‘Seu teste deu positivo, a senhora deve se isolar imediatamente’
barcelona Dia #84 – Sexta, 5 de junho. Cena: recebendo mensagens de toda parte, algumas mais alarmadas do que eu.
Eis que chega o dia em que o cidadão (no caso, eu) pega o papel e tá lá: RNA vírus COVID-19: POSITIVO.
“Este resultado indica a presença do novo coronavírus na amostra, pelo que ‘usted’ deveria contatar seu médico ou serviço de vigilância de saúde para receber as instruções e atenção sanitária adequadas.”

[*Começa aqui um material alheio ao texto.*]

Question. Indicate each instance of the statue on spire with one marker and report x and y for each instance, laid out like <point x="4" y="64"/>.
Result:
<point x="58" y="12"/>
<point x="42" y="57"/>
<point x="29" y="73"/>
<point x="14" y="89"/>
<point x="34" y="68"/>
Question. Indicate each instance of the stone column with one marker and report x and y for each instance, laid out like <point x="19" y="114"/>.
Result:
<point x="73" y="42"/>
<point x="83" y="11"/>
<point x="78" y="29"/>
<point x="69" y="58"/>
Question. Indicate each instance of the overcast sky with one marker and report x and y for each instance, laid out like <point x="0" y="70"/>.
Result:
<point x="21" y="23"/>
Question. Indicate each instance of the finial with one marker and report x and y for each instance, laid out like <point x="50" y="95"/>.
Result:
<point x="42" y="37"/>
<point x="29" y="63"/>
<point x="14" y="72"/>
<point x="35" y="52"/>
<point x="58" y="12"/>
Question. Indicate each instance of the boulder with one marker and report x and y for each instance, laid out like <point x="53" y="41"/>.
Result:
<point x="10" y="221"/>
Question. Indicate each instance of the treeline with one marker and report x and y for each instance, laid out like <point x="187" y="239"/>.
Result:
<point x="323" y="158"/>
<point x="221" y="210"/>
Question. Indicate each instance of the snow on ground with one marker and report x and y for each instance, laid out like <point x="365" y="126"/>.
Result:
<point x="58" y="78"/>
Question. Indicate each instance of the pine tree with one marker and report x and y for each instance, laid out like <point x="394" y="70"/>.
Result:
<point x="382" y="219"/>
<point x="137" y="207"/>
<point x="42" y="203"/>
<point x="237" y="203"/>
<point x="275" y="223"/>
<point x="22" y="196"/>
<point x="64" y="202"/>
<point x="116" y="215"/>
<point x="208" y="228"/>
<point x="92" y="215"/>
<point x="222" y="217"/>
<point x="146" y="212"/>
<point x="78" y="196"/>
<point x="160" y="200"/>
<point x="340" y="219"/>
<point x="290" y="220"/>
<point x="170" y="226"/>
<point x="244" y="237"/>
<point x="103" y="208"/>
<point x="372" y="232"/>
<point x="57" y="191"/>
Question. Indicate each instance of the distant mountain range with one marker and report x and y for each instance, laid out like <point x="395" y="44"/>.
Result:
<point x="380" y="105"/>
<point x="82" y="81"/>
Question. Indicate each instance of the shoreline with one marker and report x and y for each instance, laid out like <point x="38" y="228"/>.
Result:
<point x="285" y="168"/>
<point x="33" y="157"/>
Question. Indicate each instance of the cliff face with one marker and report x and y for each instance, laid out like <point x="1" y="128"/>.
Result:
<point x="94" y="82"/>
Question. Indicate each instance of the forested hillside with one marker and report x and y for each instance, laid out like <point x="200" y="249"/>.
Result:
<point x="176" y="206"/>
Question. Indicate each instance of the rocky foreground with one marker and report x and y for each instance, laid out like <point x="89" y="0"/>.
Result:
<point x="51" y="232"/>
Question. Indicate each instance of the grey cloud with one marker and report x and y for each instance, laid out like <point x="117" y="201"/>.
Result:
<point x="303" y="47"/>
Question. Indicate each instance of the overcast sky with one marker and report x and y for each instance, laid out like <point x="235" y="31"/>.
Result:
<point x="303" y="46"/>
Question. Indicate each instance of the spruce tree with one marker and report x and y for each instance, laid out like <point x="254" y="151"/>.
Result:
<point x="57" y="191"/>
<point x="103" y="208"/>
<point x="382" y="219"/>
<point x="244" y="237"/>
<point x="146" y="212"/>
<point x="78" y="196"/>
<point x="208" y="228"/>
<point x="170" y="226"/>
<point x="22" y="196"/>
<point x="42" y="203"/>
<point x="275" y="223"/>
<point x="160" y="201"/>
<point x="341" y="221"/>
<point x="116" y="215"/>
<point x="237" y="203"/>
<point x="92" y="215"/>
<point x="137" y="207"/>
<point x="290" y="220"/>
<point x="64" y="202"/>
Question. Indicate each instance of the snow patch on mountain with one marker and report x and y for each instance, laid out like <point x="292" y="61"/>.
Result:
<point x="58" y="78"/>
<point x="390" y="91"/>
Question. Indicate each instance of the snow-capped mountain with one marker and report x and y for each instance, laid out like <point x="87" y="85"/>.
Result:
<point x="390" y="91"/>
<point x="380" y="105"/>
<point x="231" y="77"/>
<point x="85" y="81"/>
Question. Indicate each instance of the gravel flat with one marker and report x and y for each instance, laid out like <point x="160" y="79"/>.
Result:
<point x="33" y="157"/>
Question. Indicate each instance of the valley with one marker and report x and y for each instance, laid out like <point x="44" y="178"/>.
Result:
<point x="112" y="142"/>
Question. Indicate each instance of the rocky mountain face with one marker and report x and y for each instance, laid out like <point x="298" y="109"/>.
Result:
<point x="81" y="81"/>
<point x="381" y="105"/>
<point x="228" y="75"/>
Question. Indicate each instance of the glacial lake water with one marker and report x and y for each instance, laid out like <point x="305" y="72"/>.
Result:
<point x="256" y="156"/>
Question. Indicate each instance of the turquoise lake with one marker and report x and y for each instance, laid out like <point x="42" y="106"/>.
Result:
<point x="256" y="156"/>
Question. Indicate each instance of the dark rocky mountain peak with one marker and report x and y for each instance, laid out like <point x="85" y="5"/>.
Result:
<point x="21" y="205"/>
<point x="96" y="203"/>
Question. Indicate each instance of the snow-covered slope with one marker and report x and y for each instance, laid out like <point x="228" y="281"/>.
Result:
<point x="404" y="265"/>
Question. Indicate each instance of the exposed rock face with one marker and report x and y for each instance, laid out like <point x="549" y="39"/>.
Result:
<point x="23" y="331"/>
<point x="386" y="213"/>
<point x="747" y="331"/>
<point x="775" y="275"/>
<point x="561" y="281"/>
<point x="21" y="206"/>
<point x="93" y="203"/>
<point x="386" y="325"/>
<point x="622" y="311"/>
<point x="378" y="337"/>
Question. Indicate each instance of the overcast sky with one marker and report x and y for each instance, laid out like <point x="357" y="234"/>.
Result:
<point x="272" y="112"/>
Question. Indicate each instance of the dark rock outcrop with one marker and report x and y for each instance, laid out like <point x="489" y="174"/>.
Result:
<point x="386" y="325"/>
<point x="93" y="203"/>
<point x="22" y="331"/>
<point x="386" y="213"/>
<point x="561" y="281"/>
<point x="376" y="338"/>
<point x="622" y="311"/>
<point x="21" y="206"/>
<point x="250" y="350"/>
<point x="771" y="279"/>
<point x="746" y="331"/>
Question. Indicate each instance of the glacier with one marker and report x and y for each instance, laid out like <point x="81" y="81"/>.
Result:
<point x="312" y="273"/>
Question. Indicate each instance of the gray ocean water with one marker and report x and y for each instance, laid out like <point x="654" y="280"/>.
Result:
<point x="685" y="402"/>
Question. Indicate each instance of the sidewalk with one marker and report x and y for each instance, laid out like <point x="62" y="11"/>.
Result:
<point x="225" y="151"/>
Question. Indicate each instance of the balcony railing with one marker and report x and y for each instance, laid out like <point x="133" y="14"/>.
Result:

Sou a única pessoa que conheço com coronavírus confirmado. E a quase única que conheço que fez um teste.
Basicamente, aqui em Barcelona trabalho algumas horas semanais para uma empresa de cosmética deluxxx como consultora de beleza (é o rotundo título oficial), pra salvar uma grana nessa vida incerta de jornalista viajante e ter papéis em dia. Pois é, nesses momentos tô extrafeliz de ter essa salvaguarda.
Os recursos humanos são ótimos, e, sabendo de uma recente gripe e de meu histórico com o câncer, me ofereceram um PCR, embora, tecnicamente, ao não estar imunodeprimida ou passando por tratamento ativo, eu não faça parte do grupo de risco.
Protocolo, pensei. Me sentia bem, à parte algumas dores por fazer esporte com tutorial do YouTube e certa fadiga, diria, psicofísica por estar tanto tempo em casa.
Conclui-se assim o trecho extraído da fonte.